大好きな人はまた違う人を好きになり、その大好きな人が好きな人はまた違う人を好きになった。三角関係ならぬ四角関係。でも大好きな人が好きな人の好きな人は全く恋愛に興味がなくて繋がる訳のない一直線関係になってしまった私たちはもう悲惨な事態から逃れられない。


青峰くんが大好き。好きすぎて辛いって言う人がいるけど私は辛くなんかない。こんな関係でも幸せだと思うようにしてる。青峰くんは優しいから、辛くなんてならない。青峰くんは誰とだって話すし、避けたりしないし、でも人によって態度が変わる。気に入らない人にはとことん冷たい。でもそんなちょっとキレかけのところがまたかっこいいから全然良い。近寄ったら睨まれたりするけど、暴力なんてされたことない。だからそれで十分。話すと桃井ちゃんの話ばかりされちゃうけど。


「また来たのかよお前」
『うん』
「どっか行けよ、さつきが来んだろうが」
『桃井ちゃんがそんなに好きなんだ』
「……」
『でも桃井ちゃん黒子くんにメロメロでしょ?しかもさ、黒子くんは振り向いてくれなくて、それが好きなんでしょ?』

望みないね。そう言おうとしたら本気でキレた青峰くんがこっちに寄ってきて胸ぐらを掴んで壁に押し付けた。でも、苦しいとか痛いとかそんなことより青峰くんが私に触れてたり見つめてたりする方が大事だった。だから酷いなんて叫ぶこともない私の方が付き合うとしたら楽だと思うんだけどな。青峰くん面倒なの嫌いでしょ?

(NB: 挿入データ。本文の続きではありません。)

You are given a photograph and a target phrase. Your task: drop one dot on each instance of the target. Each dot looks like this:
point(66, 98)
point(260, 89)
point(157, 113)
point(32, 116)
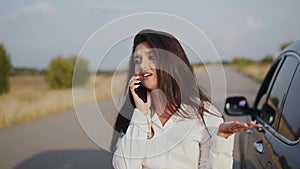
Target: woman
point(176, 126)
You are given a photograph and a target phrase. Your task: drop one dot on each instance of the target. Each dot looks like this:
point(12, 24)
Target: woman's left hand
point(226, 129)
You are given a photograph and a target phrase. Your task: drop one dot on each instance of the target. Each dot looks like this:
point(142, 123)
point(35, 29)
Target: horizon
point(35, 32)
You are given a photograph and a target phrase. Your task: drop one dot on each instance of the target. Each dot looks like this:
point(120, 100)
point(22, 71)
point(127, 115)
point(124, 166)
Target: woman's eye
point(152, 57)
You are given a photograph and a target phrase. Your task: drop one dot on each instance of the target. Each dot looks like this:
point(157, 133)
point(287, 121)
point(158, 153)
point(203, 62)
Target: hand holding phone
point(141, 91)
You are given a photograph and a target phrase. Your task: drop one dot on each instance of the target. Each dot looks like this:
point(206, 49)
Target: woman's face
point(145, 65)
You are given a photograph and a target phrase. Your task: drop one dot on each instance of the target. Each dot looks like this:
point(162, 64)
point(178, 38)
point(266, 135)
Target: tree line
point(61, 72)
point(67, 72)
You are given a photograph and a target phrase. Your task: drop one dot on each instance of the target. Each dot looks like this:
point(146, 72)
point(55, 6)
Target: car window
point(272, 107)
point(289, 122)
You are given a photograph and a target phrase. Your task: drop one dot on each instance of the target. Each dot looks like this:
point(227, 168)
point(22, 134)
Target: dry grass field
point(30, 98)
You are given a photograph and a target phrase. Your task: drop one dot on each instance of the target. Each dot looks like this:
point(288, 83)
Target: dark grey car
point(277, 107)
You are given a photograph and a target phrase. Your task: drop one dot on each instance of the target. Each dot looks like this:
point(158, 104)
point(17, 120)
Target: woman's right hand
point(139, 103)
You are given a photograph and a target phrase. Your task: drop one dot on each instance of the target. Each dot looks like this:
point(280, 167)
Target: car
point(277, 107)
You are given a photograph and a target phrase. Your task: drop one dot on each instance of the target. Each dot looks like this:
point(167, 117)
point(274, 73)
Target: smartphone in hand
point(141, 91)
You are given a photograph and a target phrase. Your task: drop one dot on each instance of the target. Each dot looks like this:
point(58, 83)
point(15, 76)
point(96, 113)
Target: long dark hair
point(175, 78)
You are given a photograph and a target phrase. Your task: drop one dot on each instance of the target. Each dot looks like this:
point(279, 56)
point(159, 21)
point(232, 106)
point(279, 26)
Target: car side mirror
point(236, 106)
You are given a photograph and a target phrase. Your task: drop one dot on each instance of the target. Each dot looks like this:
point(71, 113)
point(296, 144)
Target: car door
point(285, 143)
point(267, 110)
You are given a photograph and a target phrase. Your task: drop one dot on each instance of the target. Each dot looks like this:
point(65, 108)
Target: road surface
point(58, 141)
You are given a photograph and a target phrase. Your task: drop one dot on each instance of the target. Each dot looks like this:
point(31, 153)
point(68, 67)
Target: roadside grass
point(255, 70)
point(30, 98)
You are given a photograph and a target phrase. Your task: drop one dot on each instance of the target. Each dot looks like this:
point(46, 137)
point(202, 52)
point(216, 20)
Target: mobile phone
point(141, 91)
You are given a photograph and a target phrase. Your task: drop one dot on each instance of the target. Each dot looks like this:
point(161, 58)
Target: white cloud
point(36, 8)
point(253, 24)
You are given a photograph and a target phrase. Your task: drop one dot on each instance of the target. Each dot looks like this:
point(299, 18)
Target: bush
point(5, 68)
point(60, 72)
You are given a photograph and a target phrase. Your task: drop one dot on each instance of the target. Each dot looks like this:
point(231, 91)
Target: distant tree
point(268, 59)
point(60, 72)
point(285, 45)
point(5, 68)
point(81, 72)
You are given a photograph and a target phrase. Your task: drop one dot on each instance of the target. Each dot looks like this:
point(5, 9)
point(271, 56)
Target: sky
point(34, 32)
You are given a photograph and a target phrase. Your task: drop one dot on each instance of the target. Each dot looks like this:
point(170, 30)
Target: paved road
point(58, 141)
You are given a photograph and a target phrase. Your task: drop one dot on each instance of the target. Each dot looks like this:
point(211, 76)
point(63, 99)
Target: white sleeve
point(221, 152)
point(131, 148)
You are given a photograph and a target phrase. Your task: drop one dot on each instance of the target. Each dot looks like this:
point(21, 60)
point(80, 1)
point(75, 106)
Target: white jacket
point(181, 143)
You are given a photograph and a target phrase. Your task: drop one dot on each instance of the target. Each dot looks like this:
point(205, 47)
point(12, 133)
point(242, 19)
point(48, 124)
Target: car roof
point(294, 47)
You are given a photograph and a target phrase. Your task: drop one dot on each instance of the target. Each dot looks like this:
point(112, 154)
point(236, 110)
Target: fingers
point(240, 127)
point(134, 82)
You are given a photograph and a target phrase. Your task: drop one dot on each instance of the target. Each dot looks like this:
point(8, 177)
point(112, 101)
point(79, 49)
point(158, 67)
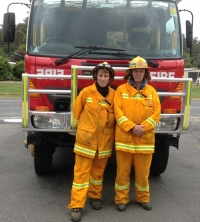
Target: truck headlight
point(168, 123)
point(48, 121)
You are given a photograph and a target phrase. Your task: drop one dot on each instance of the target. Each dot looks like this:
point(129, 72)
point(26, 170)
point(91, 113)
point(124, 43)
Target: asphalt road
point(26, 197)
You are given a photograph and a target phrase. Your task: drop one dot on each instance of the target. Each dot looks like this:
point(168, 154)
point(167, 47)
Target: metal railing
point(74, 77)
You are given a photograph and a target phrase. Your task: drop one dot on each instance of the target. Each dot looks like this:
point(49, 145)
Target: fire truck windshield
point(57, 28)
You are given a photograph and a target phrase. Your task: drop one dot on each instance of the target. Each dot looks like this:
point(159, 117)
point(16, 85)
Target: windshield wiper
point(117, 54)
point(82, 51)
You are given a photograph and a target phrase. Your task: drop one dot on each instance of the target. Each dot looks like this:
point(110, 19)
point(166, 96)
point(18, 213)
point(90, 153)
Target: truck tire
point(42, 159)
point(160, 159)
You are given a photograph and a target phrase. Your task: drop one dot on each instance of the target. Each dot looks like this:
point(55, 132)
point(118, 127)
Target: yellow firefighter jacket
point(133, 107)
point(95, 122)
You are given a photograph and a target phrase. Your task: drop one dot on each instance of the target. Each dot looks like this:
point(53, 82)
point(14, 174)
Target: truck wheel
point(42, 159)
point(159, 160)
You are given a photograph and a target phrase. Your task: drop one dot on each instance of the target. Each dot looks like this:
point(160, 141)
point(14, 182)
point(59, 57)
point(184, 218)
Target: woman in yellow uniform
point(137, 111)
point(93, 111)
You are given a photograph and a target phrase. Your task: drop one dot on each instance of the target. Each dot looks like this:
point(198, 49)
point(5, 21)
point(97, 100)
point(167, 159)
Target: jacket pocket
point(109, 131)
point(85, 135)
point(148, 107)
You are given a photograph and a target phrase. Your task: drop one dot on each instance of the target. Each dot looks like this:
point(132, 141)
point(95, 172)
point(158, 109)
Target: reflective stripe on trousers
point(88, 179)
point(141, 163)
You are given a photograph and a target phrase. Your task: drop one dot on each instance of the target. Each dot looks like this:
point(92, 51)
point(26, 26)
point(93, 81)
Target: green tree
point(18, 69)
point(5, 69)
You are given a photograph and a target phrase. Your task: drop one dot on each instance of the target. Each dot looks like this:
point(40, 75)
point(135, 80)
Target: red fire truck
point(67, 38)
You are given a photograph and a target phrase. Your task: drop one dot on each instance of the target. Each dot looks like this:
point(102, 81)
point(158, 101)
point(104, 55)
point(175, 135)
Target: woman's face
point(138, 75)
point(103, 77)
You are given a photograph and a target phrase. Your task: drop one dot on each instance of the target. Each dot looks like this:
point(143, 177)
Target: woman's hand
point(138, 130)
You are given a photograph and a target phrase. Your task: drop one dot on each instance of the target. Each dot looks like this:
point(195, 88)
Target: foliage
point(18, 69)
point(5, 69)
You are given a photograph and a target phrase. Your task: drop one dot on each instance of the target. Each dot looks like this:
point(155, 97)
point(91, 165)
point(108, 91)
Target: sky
point(191, 5)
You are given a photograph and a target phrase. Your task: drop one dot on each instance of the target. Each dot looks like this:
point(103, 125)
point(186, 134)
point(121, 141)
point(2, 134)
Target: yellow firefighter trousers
point(141, 163)
point(88, 179)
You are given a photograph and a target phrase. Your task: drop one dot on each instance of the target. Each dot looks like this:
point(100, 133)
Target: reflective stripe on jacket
point(136, 107)
point(95, 122)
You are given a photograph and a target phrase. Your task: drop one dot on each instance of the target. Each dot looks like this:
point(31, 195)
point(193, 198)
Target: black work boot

『ねえ、何で桃井ちゃんが良いのに私はダメなのかな。髪型?色?それともスタイル?お腹回りは一緒のつもりだけど、やっぱり青峰くんの好きな胸かな。小さい訳じゃないけど桃井ちゃんには勝てないもんね』
「てめぇ」
『何が足りないか言ってくれたら私ちゃんと補うよ?私が変わったら好きになってくれる?』
「いい加減にしろよ、」
『そうだよね、だって私も性格変わった青峰くんに嫌いになれって言われても無理だもん』
「じゃあ諦めろ」
『さっきも言ったでしょ、無理なんだよ』

好きになっちゃって報われなくてでもそれでも嫌いになれなくて好かれたくて好みのタイプに合わせてでも好かれなくて嫉妬して醜くて汚くて仕方ない自分が嫌いになってしまうからもう青峰くんに好かれる自分が出来るしか自分を好きになる方法がないの。私をこんなに貶めたのは青峰くんなんだから、そんな良くわかんないみたいな顔したないで、受け止めてよ、私の感情すべて。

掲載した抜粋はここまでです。